As the “Before” trilogy and especially “Boyhood” have shown us, Richard Linklater likes to live with his movies for a very long time. But here's a slightly different example of his dedication, and one that blurs that art-life boundary in rather a touching way: Linklater is due quite literally to live with the subject of his 2011 comedy “Bernie.”
“Bernie,” you may recall, told the true story of Bernhardt Tiede, a mild-mannered mortician from Carthage, Texas, who murdered his wealthy 81-year-old companion and benefactor, Marjorie Nugent, in 1996. After storing her body in a deep freeze for nine months, he confessed to police, claiming he had acted in response to her extreme emotional abuse; he was sentenced to life imprisonment. The story was minor tabloid fodder until Linklater's film, which starred Jack Black (in a Golden Globe-nominated performance) as Tiede and Shirley MacLaine as Nugent, gave it greater prominence.
Now, nearly 17 years after his conviction, the 55-year-old Tiede will be released on bond, after new evidence concerning his childhood history of sexual abuse was taken into account. Among the conditions of his release, however, is that he must live on the Austin property of Linklater himself, who has become Tiede's sponsor of sorts since bringing his life story to the screen.
Linklater, who has known Tiede for the past four years, told Judge Diane DeVasto, “I was very impressed in prison how the other inmates looked up to him. He seemed to be a very positive force in a negative environment … Myself and others are determined to help him in any way we can.”
Other conditions of Tiede's release are that he receive psychological counselling for his sexual abuse, hold down a job as a legal clerk for his defence lawyer Jodi Cole and not speak to the media — so Linklater's unapologetically exaggerated film is about the only side of his story we're going to hear for a while. Unflatteringly depicted in the film Matthew McConaughey was district attorney Danny Buck Davidson, who confesses to mixed feelings about the news, and admits that revelations about Tiede's childhood changed his mind about the appropriate punishment: “It's a tragedy all round… there are no winners.”

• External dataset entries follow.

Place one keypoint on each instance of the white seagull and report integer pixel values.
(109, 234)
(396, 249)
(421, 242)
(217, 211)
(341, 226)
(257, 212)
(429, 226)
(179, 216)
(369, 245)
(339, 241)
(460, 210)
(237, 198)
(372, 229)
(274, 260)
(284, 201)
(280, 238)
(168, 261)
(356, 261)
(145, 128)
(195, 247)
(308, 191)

What role did Linklater's film play in this reversal of fortune? Hard to put an exact name to it, but it was after the film's release that new lawyers took on his case; the film arguably treats Tiede as a figure of fun to some extent, but was also a sympathetic portrait. A filmmaker takes on a certain responsibility with a biopic, particularly one of a living figure, for defining the subject in the popular imagination. I maintain some reservations about “Bernie” as a film, but it's gratifying to see Linklater taking his duty of care to his subject so seriously — and so literally.